My kids actually have not done this with Korean – I set this up for my daughter, but she was already comfortable with writing at that time.
However, we found that writing in salt and sand is more accurate than larger grains like rice or even sprinkles.
In any case, it’s fun to explore writing in different textures!
Montessori sensory salt writing tray videos
Here’s a video of how to set up the sensory writing tray and use the Chinese stroke order flashcards.
In the next video, I kept the normal sound and speed so you can see how all senses are engaged in this writing exercise!

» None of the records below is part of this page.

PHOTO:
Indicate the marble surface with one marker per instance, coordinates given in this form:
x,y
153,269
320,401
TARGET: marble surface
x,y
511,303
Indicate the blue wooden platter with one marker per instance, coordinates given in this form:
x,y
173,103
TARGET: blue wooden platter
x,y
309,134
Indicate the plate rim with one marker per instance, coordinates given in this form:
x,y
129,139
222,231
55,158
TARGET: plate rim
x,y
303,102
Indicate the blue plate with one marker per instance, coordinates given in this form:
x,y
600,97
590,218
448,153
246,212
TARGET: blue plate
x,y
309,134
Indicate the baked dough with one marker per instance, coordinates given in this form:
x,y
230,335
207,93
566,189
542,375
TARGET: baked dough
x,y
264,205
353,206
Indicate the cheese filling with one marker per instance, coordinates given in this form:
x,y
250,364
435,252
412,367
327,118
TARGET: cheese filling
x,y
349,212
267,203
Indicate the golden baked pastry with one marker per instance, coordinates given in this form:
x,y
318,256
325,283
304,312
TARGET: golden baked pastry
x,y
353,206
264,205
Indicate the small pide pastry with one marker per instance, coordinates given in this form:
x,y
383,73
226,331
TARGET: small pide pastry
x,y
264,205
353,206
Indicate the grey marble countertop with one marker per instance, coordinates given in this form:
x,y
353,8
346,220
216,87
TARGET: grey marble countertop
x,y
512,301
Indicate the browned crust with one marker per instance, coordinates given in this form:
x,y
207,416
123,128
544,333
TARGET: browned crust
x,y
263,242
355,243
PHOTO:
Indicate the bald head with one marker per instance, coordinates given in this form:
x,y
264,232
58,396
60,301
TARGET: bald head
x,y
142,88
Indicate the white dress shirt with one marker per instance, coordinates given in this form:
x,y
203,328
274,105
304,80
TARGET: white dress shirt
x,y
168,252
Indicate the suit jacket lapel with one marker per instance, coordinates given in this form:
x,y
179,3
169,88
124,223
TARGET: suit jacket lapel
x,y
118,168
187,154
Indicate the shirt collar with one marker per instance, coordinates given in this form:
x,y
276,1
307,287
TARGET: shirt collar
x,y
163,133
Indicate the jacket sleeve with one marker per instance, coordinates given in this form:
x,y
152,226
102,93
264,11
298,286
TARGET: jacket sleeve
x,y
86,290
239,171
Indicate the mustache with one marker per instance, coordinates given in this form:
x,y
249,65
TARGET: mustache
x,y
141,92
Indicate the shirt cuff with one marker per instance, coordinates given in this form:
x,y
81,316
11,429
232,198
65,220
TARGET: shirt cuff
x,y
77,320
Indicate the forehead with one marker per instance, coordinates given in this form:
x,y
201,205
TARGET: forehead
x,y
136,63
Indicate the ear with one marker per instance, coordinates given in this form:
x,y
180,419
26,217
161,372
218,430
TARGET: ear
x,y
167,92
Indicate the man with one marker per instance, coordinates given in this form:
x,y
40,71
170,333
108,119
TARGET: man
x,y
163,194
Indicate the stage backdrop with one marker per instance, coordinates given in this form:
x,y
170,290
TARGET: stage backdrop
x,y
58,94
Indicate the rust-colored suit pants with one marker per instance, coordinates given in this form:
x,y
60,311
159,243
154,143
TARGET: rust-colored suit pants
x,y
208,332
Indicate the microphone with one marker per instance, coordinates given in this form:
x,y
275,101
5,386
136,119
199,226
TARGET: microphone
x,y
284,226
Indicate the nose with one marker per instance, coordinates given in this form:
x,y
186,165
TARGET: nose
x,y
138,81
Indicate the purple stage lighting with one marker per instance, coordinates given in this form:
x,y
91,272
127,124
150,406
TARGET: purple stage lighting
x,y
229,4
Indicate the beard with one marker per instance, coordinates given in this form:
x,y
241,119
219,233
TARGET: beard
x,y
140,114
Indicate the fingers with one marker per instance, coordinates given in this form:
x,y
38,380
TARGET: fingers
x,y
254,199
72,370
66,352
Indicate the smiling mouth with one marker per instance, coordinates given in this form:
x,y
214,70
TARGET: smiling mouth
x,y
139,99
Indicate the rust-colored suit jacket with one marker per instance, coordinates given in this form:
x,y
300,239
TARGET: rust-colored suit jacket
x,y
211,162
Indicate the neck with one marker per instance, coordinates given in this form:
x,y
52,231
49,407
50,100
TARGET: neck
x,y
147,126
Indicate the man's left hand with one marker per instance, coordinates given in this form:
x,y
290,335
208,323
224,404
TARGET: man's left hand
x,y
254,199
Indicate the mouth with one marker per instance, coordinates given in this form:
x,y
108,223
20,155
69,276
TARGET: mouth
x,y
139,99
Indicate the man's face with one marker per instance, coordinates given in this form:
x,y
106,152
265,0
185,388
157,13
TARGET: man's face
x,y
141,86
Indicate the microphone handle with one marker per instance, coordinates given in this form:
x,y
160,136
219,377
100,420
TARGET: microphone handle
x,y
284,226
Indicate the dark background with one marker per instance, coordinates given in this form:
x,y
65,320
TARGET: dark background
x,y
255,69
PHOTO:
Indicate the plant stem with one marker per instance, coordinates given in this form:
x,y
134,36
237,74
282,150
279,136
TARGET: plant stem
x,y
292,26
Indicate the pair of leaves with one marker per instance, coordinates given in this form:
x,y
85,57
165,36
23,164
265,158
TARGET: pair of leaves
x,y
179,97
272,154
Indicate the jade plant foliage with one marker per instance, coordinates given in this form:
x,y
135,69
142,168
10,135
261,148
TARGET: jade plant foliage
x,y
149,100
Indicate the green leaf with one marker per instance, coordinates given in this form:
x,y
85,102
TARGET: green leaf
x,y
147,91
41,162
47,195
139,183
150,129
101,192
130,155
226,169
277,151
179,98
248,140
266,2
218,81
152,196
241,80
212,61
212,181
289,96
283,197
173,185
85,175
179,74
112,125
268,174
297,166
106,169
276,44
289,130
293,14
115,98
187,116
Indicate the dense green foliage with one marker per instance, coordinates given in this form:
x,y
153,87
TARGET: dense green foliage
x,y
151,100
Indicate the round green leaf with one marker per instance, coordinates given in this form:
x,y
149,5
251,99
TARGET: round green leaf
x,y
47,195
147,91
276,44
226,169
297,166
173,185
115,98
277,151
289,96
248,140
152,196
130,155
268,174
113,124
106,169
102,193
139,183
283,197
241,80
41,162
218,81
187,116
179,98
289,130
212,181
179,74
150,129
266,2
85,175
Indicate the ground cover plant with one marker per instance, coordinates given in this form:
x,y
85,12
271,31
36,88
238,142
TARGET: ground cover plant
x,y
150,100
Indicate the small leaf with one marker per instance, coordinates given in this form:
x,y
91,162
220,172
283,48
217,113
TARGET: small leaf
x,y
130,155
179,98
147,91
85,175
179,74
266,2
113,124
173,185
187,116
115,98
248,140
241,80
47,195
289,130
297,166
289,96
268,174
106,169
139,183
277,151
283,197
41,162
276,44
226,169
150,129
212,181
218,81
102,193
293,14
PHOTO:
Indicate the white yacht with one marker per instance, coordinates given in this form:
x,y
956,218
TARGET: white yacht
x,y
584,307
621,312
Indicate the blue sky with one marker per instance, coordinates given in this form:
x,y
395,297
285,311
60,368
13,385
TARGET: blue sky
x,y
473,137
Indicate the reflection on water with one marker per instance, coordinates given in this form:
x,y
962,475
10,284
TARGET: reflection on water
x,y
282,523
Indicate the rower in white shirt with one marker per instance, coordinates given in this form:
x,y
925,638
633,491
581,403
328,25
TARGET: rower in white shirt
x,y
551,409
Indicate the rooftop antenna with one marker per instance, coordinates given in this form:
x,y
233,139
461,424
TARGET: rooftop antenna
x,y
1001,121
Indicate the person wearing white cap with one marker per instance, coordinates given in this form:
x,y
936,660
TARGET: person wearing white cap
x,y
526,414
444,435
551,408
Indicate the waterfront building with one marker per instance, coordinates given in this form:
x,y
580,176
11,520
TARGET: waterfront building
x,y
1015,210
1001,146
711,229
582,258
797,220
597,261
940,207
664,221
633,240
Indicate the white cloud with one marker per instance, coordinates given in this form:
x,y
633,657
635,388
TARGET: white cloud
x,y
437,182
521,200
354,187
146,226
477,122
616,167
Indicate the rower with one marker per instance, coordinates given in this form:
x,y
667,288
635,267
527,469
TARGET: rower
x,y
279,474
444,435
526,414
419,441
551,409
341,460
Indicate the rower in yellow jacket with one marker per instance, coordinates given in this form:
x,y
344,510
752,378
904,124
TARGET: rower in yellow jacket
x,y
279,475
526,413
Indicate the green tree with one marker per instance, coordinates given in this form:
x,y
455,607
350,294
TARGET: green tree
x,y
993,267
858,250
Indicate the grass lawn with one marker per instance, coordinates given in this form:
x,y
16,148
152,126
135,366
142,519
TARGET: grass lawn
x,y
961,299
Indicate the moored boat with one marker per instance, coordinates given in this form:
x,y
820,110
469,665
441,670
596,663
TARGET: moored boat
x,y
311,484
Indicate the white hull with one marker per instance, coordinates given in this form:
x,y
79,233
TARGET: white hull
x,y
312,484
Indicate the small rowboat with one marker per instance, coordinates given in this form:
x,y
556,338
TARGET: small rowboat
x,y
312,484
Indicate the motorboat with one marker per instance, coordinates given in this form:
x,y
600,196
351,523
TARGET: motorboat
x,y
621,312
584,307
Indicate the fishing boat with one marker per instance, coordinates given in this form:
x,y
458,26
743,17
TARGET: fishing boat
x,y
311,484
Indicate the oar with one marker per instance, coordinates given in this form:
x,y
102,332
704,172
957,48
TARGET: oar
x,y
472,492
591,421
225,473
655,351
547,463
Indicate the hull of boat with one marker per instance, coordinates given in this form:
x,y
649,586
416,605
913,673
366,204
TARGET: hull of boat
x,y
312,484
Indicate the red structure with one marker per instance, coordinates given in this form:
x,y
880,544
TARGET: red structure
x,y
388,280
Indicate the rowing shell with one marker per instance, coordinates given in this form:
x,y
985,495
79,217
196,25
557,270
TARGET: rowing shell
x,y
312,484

Did you hear the satisfying crunch sound with each stroke?! Also notice how it takes my daughter a few cards to get into the rhythm! This was her first time writing in a sensory tray. However, after a few times, writing improves and children will notice adjust the length of each stroke.
What if my child throws the salt or sand?
Before starting any activity, I set clear rules with my kids about what they can and cannot do. Although my kids have not thrown the Montessori salt trays, they do need gentle but firm reminders not to throw sand at the beach.
If your child is not able to listen, tell them that you need to remove the tray. Let your child know that another chance can be considered in the future if they can follow the rules.
Have you tried Montessori salt writing trays with your child?
I hope your child has as much fun learning how to write as my children! As Aristotle once said, “There is nothing in the intellect which is not first in the senses.”